Here’s what to watch for. Will Biden cut a deal that has hidden stimulus? I assume that’s the main thing they’ll be looking to trade. More money immediately in return for much, much less later on.
They have nothing else to try and future cuts can always be rescinded by a more Democratic congress.
They did a good job of doing that with the budget deal, which actually added money in the short-term and involved a bunch of phantom cuts of money that wasn’t going to be used anyway.
Boo, that’s the point. I don’t think they WANT to concentrate on that. They want to talk about the deficit, and that’s what they’re doing.
No one except beltway gasbags give a shit about the deficit. People want, and need jobs. And if the administration can’t create work due to the GOP, the GOP needs to be called out repeatedly.
For pete’s sake dude, you saw, just like I did, that the white hosue told the senate to come up with a smaller jobs bill. They just had this big ol’ article published in the Washington Post abouit that super-genius Tim Geithner.
I agree with mr. atrios: the administration knows what they need to do, they don’t want to do it.
Recess appointing people to the Fed might help somewhat. In fact it probably would have helped more to do that years ago. But it hasn’t been done.
You say they might be more effective if they are confirmed in the traditional way. Certainly. But that’s not an option and it clearly hasn’t been one for some time. Recess appointments aren’t as good as confirmation but they are better than the nothing we have now.

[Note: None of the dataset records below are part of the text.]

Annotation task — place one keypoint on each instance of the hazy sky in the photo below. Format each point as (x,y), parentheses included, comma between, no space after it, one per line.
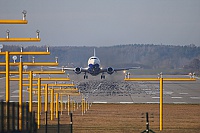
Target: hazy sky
(104,22)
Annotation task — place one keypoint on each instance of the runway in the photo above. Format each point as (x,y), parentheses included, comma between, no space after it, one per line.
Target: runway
(115,90)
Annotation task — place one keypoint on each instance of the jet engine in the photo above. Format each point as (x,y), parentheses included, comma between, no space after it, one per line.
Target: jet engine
(110,70)
(77,70)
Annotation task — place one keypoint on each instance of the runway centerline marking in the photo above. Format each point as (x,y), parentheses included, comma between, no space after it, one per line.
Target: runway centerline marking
(176,97)
(195,97)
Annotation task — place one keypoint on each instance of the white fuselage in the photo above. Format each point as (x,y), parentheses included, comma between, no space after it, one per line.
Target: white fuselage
(94,65)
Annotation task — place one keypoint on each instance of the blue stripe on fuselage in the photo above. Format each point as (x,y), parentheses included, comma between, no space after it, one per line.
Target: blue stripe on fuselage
(94,69)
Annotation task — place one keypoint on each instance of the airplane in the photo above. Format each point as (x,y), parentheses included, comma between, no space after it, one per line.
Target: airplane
(94,68)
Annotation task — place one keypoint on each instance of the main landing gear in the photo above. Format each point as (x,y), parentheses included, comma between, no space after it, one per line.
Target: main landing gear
(85,76)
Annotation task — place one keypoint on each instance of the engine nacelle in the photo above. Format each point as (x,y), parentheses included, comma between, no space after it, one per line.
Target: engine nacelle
(77,70)
(110,70)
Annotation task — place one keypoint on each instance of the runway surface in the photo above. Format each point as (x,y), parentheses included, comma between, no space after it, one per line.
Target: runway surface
(115,90)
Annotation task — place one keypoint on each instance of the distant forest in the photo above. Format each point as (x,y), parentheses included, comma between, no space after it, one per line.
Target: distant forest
(148,56)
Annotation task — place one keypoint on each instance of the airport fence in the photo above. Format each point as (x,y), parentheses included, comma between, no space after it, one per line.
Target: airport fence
(12,122)
(56,128)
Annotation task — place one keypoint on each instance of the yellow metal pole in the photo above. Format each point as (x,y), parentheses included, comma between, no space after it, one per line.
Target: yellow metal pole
(7,84)
(82,104)
(39,101)
(30,91)
(52,103)
(7,78)
(57,107)
(61,104)
(161,104)
(74,103)
(46,97)
(20,93)
(68,109)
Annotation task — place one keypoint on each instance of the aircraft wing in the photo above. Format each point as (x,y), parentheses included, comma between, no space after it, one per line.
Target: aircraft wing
(111,70)
(75,69)
(122,69)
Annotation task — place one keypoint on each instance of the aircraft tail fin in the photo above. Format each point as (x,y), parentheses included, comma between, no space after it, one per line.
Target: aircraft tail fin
(94,52)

we have worse than nothing, we have Barack Hoover Obama.
The ability to actually create jobs is limited in this environment, and Republicans have made it Job One to see to it that none are created. So I would amend what you say to “Get Americans some fuckin’ JOBS, or at least be seen as the party that is doing everything possible to get jobs while making the Repubs pay a price for obstructing those efforts”.

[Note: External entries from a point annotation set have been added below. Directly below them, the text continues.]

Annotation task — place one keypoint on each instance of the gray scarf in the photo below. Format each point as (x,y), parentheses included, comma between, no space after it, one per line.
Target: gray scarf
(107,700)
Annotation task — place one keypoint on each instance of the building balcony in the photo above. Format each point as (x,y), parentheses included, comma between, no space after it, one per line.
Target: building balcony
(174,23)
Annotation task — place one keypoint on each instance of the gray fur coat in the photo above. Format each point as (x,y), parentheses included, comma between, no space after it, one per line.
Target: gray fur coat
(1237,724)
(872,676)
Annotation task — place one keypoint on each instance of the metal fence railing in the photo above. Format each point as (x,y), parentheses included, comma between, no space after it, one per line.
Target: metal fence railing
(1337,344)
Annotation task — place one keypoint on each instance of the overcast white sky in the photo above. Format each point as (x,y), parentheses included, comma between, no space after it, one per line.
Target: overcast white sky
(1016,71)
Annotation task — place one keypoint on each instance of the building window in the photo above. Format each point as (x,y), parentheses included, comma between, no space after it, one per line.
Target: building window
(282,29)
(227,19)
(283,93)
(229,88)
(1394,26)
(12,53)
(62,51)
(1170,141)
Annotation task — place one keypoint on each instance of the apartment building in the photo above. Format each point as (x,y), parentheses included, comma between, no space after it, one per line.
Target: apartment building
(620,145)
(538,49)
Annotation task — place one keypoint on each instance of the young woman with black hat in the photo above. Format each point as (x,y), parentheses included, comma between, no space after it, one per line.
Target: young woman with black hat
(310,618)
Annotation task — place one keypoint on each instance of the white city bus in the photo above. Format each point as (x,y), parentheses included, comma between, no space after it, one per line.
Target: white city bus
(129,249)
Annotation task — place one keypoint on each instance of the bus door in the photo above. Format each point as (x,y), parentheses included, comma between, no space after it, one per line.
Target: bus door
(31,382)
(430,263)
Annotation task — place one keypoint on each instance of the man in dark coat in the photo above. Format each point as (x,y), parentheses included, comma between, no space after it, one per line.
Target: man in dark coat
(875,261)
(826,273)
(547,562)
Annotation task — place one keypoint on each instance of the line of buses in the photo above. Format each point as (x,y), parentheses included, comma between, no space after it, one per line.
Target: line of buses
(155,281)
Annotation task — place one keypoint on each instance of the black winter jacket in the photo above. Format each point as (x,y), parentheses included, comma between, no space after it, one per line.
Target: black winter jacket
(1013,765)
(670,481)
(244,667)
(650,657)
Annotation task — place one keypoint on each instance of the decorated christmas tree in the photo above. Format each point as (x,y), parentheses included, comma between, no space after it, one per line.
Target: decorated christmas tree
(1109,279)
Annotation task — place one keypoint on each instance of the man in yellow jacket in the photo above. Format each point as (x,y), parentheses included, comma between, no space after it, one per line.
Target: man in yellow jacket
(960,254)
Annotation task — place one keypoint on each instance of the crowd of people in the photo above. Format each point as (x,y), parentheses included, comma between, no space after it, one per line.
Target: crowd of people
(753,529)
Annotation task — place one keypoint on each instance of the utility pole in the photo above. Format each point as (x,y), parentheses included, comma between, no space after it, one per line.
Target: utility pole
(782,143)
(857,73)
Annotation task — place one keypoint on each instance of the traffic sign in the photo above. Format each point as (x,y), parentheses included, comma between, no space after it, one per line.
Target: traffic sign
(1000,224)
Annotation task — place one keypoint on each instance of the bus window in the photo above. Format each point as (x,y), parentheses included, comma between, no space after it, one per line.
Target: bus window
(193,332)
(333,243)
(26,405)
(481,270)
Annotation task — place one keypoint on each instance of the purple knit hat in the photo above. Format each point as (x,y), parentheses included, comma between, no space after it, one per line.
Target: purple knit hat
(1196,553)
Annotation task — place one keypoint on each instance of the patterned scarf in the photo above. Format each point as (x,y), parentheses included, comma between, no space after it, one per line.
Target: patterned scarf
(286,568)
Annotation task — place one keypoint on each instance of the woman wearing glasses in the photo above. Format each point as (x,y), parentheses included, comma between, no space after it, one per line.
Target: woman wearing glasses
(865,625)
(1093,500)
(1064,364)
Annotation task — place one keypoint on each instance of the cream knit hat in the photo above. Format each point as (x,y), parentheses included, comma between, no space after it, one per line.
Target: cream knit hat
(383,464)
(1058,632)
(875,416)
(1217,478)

Remember, it’s not just Congressional Republicans who are blocking job creation: Republican Governors and state legislatures are ELIMINATING JOBS all over the country, exacerbating the unemployment nightmare in a way that is out of reach of the executive branch. Perhaps the best tool in the executive toolkit is to direct funds towards cooperative blue and purple states, even beyond the traditional election-year patronage. This means we may be increasingly headed towards an even more divided country in which blue and purple states work in cooperation with the federal government while red states go all Texas.

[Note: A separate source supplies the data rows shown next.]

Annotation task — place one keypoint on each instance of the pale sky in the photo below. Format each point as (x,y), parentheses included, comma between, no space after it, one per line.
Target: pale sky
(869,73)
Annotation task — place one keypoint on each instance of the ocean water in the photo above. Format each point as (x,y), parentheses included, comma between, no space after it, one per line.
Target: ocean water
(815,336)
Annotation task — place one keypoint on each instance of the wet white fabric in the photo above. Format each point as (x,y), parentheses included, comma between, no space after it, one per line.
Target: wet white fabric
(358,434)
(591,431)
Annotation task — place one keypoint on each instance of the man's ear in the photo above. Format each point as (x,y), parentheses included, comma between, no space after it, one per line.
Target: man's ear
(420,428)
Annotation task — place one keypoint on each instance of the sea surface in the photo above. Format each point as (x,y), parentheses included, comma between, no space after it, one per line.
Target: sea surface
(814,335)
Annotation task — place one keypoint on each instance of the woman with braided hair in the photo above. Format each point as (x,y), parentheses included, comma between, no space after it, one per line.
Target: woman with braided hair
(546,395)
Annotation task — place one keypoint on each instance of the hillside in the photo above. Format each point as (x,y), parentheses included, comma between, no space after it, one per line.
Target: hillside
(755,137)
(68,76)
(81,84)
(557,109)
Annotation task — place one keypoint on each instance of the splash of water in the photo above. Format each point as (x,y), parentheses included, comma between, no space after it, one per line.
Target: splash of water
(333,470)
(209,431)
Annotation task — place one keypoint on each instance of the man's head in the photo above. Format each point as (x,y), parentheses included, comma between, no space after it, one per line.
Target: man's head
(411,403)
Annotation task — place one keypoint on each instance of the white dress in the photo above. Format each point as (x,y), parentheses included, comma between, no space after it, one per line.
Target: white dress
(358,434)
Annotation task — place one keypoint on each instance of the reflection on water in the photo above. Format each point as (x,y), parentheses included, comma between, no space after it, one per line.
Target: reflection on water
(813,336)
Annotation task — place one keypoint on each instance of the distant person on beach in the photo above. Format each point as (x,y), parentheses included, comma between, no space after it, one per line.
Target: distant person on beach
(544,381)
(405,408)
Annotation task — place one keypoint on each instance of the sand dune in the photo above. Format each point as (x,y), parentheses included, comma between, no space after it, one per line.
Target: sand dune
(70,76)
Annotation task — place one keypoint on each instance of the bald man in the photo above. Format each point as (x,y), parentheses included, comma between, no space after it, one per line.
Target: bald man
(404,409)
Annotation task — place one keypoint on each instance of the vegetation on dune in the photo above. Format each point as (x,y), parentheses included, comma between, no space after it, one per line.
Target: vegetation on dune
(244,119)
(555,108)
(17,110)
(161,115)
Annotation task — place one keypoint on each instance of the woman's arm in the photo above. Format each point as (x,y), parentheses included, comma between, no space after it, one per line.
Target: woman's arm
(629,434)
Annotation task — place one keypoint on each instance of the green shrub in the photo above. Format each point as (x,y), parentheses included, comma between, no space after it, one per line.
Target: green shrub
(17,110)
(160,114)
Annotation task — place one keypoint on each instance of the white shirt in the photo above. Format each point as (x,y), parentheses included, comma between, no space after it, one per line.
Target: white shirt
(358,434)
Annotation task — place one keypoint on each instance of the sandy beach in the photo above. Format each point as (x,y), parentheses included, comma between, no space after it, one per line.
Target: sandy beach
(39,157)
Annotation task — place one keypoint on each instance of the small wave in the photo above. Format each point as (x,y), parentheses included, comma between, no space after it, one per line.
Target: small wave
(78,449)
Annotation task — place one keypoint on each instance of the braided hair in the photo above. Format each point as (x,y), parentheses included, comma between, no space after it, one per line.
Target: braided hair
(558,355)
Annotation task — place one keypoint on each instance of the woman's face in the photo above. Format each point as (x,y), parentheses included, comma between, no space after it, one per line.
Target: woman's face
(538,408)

I agree with this 100%. In fact,that’s why I was so irritated with the white house coming out yesterday and telling the Senate their jobs bill is too expensive. That move publicly undermined “be[ing] seen as the party that is doing everything possible to get jobs while making the Repubs pay a price for obstructing those efforts.”
If last month’s unpleasantness on the jobs front turns out to be a one-time blip caused by gas prices, which are now dropping, and we go back to where we were for the half year before that (a little under 200,000 jobs added per month), that should be good enough that the economy won’t kill Obama.
If last month represents an actual turnaround, though, then he’s in trouble.
Those are, I think, the relevant elections. And it’s going to come down to the economy. If we bounce back from the current slowdown to decent growth like we had a while back, he’ll win.
If not, I think it depends on the opponent. If he’s up against Mittens, he’ll lose. If Palin, he’ll win anyway. (I don’t think she’s running, and the country has made up its mind that she’s an idiot.) If it’s one of the others, I think it winds up being fairly close.